Risk of death for sepsis survivors lasts for up to five years

June 28, 2019

Patients who survive sepsis are at higher risk of death for up to five years, according to analysis of national data by a Guy’s and St Thomas’ doctor.

The research, published in JAMA Network Open, found that 15 percent of sepsis survivors died within a year of leaving hospital, with a further 6 to 8 percent dying every year over the next five years.

Sepsis is a serious complication of infection. It occurs when the body’s immune system goes into overdrive in response to an infection. Without quick treatment, it can lead to multiple organ failure and death. There are around 250,000 cases of sepsis a year in the UK, according to the UK Sepsis Trust.

Thanks to advances in the care modern hospitals provide, more and more patients are surviving sepsis. Dr. Manu Shankar-Hari, a critical care physician at Guy’s and St Thomas’ and NIHR Clinician Scientist, led this research. His previous work has led to advances that could help diagnose sepsis early, and he was recently awarded an international Fellowship to expand his research into sepsis.

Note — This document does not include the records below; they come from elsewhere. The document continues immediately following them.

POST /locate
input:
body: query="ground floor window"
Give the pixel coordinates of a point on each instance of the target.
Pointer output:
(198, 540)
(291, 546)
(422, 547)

The team analyzed data from 94,748 sepsis survivors, who recovered following their admissions with sepsis to 200 Intensive Care Units in England. The researchers wanted to understand the long-term risk of death in sepsis survivors in England and to identify risk factors to inform clinicians how best to monitor sepsis survivors after they leave hospital.

Many of the risk factors are known when a sepsis survivor leaves hospital. For example, factors such as advanced age, being male, having other conditions, longer stays in hospital and severity of sepsis at admission increased the chance of dying.

These results highlight where future research should be directed to help improve long-term outcomes for sepsis survivors.

The research was funded by Dr Shankar-Hari’s NIHR Clinician Scientist Award. It was performed in collaboration with researchers at the Intensive Care National Audit and Research Centre.